La réussite d’Instinct de Survie tient par ailleurs pour beaucoup dans son approche artistique. Désormais rodé aux défis techniques – Non-Stop était entièrement capturé dans l’espace confiné d’un avion –, Jaume Collet-Serra shoote un film élégant et bardé de contrastes. Les bleus sont d’une pureté inégalée, sublimés par quelques effets de ralentis jamais putassiers. Les séquences nocturnes se montrent froides et terrifiantes. Du grand art. Esthétiquement très poussé, Instinct de Survie ne s’abandonne jamais dans les pièges du clip Rip-Curl et parvient à afficher une réelle personnalité. Seule ou presque face à la caméra, la jeune Blake Lively s’impose pour sa part enfin comme une véritable actrice de cinéma de premier plan. Impliquée corps et âme dans le projet, cette dernière parvient à conférer à son personnage une véritable épaisseur. Et à rester parfaitement crédible face à pas grand-chose, la bestiole ayant été matérialisée en post-production.

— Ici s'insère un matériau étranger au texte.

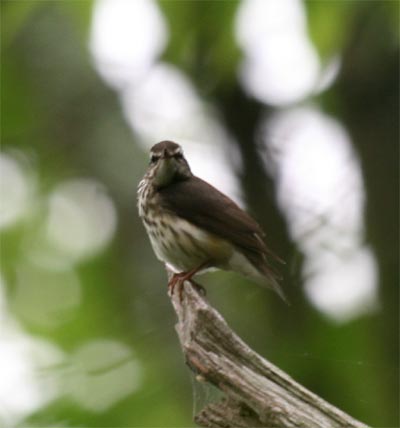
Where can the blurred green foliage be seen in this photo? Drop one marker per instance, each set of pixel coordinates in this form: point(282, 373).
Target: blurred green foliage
point(61, 122)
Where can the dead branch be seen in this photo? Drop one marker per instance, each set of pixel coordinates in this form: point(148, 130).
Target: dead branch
point(256, 393)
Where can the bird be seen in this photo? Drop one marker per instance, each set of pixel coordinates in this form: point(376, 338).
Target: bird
point(193, 227)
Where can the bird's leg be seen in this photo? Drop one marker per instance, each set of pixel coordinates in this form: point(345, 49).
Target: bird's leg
point(181, 277)
point(202, 291)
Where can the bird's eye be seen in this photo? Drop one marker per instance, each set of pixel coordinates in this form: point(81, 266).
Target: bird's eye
point(154, 158)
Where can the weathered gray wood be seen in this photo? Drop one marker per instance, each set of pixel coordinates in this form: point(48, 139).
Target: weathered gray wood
point(257, 393)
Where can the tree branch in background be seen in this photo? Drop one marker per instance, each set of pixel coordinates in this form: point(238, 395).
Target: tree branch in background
point(256, 393)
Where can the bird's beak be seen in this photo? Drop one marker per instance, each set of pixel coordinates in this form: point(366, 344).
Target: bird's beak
point(166, 170)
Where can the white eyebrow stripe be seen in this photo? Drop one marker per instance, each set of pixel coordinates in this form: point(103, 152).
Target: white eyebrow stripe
point(177, 151)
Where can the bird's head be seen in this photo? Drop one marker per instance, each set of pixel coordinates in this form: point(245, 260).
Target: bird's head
point(167, 164)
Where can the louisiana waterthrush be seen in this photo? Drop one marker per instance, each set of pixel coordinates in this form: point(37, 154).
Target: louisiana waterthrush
point(193, 227)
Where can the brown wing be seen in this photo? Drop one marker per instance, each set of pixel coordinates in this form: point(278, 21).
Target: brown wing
point(208, 208)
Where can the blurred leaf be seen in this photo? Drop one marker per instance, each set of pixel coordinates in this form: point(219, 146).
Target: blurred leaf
point(202, 40)
point(14, 15)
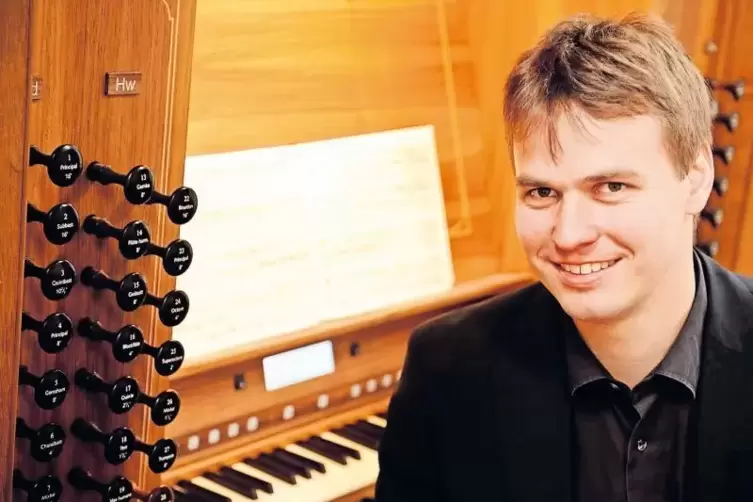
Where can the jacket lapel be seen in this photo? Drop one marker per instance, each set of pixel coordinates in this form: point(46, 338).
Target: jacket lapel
point(531, 406)
point(724, 449)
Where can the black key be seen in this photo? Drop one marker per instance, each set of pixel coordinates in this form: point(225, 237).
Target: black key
point(300, 460)
point(356, 437)
point(348, 452)
point(231, 484)
point(323, 450)
point(263, 485)
point(203, 493)
point(295, 468)
point(271, 469)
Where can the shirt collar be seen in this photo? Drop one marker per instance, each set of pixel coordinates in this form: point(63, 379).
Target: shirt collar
point(681, 364)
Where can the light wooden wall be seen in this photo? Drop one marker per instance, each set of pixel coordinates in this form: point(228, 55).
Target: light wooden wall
point(269, 73)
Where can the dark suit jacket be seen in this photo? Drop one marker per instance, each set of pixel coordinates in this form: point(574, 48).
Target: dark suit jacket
point(482, 411)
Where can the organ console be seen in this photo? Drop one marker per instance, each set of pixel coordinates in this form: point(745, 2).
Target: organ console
point(130, 370)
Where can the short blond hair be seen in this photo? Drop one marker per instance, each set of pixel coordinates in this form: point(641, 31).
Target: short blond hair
point(610, 69)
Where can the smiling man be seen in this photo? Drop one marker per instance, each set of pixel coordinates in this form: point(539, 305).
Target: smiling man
point(626, 372)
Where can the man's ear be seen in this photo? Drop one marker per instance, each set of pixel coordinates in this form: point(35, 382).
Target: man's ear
point(701, 181)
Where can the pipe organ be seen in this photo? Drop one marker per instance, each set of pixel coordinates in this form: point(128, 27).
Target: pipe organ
point(147, 146)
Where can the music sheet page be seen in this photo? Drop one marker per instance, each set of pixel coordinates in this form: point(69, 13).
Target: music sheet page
point(290, 236)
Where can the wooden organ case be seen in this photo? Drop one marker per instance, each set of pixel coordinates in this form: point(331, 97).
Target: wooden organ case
point(115, 99)
point(95, 92)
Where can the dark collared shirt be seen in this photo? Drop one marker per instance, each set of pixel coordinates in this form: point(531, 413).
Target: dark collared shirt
point(631, 445)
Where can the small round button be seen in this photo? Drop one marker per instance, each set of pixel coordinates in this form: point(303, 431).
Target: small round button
point(123, 396)
point(163, 455)
point(127, 344)
point(119, 446)
point(48, 442)
point(56, 333)
point(139, 185)
point(131, 292)
point(174, 308)
point(135, 239)
point(52, 389)
point(169, 357)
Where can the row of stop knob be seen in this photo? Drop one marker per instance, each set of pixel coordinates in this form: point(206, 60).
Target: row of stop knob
point(49, 488)
point(65, 165)
point(59, 278)
point(61, 223)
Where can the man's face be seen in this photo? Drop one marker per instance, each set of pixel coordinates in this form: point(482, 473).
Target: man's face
point(603, 227)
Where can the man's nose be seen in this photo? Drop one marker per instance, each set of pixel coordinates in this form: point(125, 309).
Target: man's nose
point(574, 225)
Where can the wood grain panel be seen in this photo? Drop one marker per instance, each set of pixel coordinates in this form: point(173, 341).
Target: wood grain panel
point(15, 36)
point(76, 43)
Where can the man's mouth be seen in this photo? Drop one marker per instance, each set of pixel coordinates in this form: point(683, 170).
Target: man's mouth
point(587, 268)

Chapeau bas.

 

 

Un peu perdu au milieu des superproductions estivales, Instinct de Survie est pourtant l’un des films les plus intéressants de ces derniers mois. Malgré deux-trois scories qui atténuent légèrement le réalisme de la bobine, Jaume Collet-Serra livre un film plastiquement magnifique et doté d’une tension nickel-chrome. On n’avait pas fait aussi bien dans le genre depuis bien longtemps. Trop longtemps.